Dass ich monatelang sehnlichst auf den Erscheinungstermin dieses Spin-Offs gewartet und gespannt die Tage bis zum Veröffentlichungstermin gezählt habe, muss ich also großer Sarah-J.-Maas-Fan eigentlich gar nicht mehr sagen. Um optimal auf die Geschichte vorbereitet zu sein, habe ich durch einen Reread der kompletten "Das Reich der sieben Höfe"-Saga in den letzten Wochen meine Erinnerungen nochmal aufgefrischt und konnte letzte Woche dann voll hyped und emotional fest am Hof der Nacht angedockt in die Geschichte von Nesta und Cassian einsteigen. Mit "Das Reich der sieben Höfe - Silbernes Feuer" hat die Queen-of-Fantasy ein weiteres Mal bewiesen, dass sich hochkomplexe Fantasy und charakterzentrierter Liebesepos nicht ausschließen und hat (auch wenn mir das vorab kaum möglich erschien) nochmal deutlich an Gefühlsintensität und Charaktertiefe zugelegt. Was Spannung und Epos der eigentlichen Handlung angeht kann dieses Spin-Off der Originaltrilogie rund um Feyre aber leider nicht das Wasser reichen. Dennoch: "Silbernes Feuer" reiht sich in das Gesamtkunstwerk der Acotar-Saga ein und gehört damit unumstritten zu den Jahreshighlights des Lesejahres 2021. Und so stimme ich einem der Figuren absolut zu, wenn sie sagt: "Unsere Geschichten sind es wert, wert zählt zu werden."

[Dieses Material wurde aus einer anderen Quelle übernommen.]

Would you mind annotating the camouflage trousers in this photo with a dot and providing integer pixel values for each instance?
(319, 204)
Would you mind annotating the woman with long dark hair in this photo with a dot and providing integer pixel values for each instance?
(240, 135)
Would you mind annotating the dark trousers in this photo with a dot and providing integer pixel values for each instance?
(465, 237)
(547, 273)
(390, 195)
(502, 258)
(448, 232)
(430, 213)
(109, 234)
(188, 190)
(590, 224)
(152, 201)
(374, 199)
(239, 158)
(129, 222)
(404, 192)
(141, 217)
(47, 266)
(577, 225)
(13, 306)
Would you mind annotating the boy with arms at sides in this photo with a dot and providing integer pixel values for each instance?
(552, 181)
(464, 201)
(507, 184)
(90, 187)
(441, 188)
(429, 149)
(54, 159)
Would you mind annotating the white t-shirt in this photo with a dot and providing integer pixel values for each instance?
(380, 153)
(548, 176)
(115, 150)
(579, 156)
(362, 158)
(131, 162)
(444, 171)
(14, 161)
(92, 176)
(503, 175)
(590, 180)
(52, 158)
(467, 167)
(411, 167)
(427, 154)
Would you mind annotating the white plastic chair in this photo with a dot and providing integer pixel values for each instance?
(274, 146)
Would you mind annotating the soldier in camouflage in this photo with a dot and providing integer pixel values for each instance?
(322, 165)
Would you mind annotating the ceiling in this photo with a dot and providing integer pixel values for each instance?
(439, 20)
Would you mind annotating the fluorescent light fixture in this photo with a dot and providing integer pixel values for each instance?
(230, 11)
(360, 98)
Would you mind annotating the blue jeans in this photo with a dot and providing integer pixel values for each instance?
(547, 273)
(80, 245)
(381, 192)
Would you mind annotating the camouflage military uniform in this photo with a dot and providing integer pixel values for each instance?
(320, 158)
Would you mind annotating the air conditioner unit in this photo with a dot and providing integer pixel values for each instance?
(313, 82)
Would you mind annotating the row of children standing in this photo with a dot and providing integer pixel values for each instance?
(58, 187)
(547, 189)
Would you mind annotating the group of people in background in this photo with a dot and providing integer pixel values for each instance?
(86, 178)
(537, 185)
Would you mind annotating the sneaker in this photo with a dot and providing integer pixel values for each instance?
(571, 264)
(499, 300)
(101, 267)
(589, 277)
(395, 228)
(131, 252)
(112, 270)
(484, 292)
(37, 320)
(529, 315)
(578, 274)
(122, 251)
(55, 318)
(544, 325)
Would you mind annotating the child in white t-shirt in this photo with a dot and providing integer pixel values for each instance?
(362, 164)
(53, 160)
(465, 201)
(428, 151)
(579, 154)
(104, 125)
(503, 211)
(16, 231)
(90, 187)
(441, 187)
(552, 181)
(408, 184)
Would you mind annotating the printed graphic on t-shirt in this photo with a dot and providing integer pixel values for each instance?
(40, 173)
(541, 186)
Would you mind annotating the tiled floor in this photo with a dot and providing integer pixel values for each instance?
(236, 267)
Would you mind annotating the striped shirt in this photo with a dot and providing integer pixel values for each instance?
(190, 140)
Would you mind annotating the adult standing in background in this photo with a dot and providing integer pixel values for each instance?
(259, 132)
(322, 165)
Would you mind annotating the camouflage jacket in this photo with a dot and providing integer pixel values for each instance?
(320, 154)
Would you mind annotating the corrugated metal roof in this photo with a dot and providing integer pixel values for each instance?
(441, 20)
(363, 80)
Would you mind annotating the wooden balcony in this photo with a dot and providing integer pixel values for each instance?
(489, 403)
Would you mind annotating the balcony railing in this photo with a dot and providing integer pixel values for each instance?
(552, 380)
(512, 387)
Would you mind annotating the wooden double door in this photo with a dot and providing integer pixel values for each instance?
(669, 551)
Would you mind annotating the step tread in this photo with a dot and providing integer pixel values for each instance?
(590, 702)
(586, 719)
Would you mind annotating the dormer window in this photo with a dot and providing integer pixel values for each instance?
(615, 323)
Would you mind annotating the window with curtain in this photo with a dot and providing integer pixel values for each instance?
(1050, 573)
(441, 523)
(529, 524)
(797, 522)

Das Cover reiht sich hinsichtlich der Gestaltung ganz wunderbar in die Reihe ein, wirkt jedoch deutlich weniger verspielt. War Feyre immer in einem mädchenhaften Kleid in buntem Setting vor hellem Hintergrund zu sehen, hebt sich Nestas königliche Silhouette in einem für sie typischen blauen Kleid und mit Hochsteckfrisur hier von einem sehr düsteren Hintergrund ab und silberne Blätter Rahmen das deutlich kühlere Bild. Insgesamt vermittelt das Cover mit dem wunderhübschen, durchsichtigen Buchumschlag eine düstere, magische und leicht sinnliche Atmosphäre mit einem Hauch Untergang und Dunkelheit. Ein deutliches, stilistisches Upgrade ist auch bei der Karte Prythians zu verzeichnen, welche wie bei den Vorgängern der Saga vorne angefügt ist. Anstatt der weißen, grob angerissenen Kontinente und Länder sind hier nun viele Details und Verzierungen eingezeichnet, die insgesamt das ab Band 1 mit jedem weiteren Teil stark gewachsene Wordbuilding gut verkörpert.

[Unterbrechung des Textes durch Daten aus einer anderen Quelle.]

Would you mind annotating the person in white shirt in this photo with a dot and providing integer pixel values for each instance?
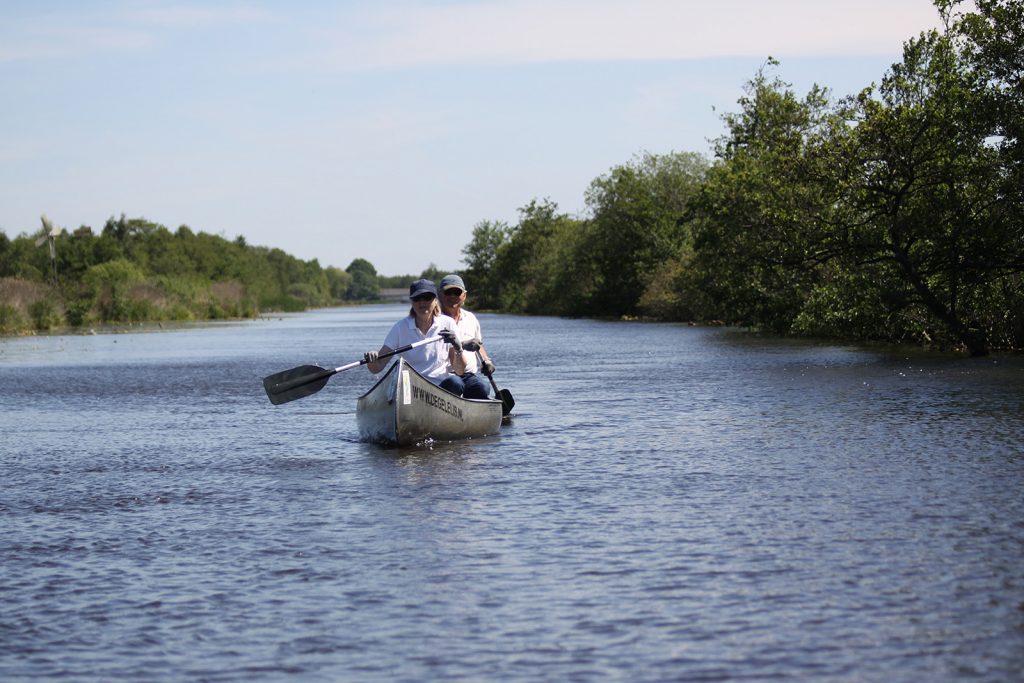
(442, 361)
(453, 298)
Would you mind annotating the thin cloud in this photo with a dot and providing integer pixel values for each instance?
(539, 31)
(80, 33)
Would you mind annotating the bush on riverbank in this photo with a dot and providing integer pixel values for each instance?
(136, 270)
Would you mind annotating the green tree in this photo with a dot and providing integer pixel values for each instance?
(639, 221)
(365, 285)
(480, 256)
(764, 209)
(924, 188)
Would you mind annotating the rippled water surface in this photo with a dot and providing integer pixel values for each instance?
(669, 504)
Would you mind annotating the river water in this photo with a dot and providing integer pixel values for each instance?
(669, 504)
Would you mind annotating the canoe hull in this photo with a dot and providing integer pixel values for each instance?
(404, 409)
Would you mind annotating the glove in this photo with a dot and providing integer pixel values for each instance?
(451, 338)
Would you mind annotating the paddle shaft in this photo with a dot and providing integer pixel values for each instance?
(508, 402)
(321, 375)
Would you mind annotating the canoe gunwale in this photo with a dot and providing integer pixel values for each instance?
(403, 408)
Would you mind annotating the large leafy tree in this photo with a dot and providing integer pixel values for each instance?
(764, 210)
(531, 269)
(924, 188)
(638, 222)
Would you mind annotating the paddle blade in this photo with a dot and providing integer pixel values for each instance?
(508, 402)
(295, 383)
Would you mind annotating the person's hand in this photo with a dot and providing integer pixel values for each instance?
(451, 338)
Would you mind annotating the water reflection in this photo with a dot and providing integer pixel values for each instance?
(669, 503)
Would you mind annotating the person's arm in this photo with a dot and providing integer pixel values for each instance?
(486, 364)
(373, 364)
(457, 360)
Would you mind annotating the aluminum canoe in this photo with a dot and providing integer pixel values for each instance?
(404, 409)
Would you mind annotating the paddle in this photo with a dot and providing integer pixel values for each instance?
(304, 380)
(508, 402)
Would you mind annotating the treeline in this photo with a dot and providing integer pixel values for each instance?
(134, 270)
(894, 214)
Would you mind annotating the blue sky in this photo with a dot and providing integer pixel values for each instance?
(385, 130)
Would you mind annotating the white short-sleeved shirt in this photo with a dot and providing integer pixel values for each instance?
(469, 328)
(429, 359)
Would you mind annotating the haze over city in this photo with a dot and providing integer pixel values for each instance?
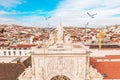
(65, 12)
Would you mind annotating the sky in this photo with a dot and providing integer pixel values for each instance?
(65, 12)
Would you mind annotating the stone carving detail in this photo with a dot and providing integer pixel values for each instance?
(61, 64)
(93, 74)
(26, 75)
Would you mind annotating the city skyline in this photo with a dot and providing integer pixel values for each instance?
(66, 12)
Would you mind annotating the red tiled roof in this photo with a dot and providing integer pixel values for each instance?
(23, 46)
(110, 69)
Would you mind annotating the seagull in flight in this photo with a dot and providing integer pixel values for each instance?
(92, 15)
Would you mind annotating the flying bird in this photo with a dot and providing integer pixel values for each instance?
(91, 15)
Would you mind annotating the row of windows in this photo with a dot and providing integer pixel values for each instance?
(14, 53)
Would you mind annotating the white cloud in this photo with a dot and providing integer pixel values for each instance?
(73, 12)
(10, 3)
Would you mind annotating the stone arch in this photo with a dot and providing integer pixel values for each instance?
(68, 75)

"Ich bin der Fels, an dem die Brandung zerschellt", flüsterte Gwyn. Bei diesen Worten straffte Nesta die Schultern, als handelte es sich um ein Gebet, ein Schlachtruf. Gwyn hob die Klinge. "Nichts kann mich brechen" Der Anblick schnürte Cassian die Kehle zu, und selbst von der anderen Seite des Trainingsplatzes konnte er sehen, wie Nestas Augen vor Stolz und Schmerz funkelten. "Nicht kann uns brechen", sagte Emerie. Die Welt schien stillzustehen bei diesen Worten. Als wäre sie einem Weg gefolgt und würde nun in eine andere Richtung abzweigen, dachte Cassian. In hundert, in tausend Jahren würde dieser Moment noch immer in sein Gedächtnis eingebrannt sein. Er würde seinen Kindern und seinen Enkelkindern erzählen: Dort, in diesem Moment, hat sich alles verändert."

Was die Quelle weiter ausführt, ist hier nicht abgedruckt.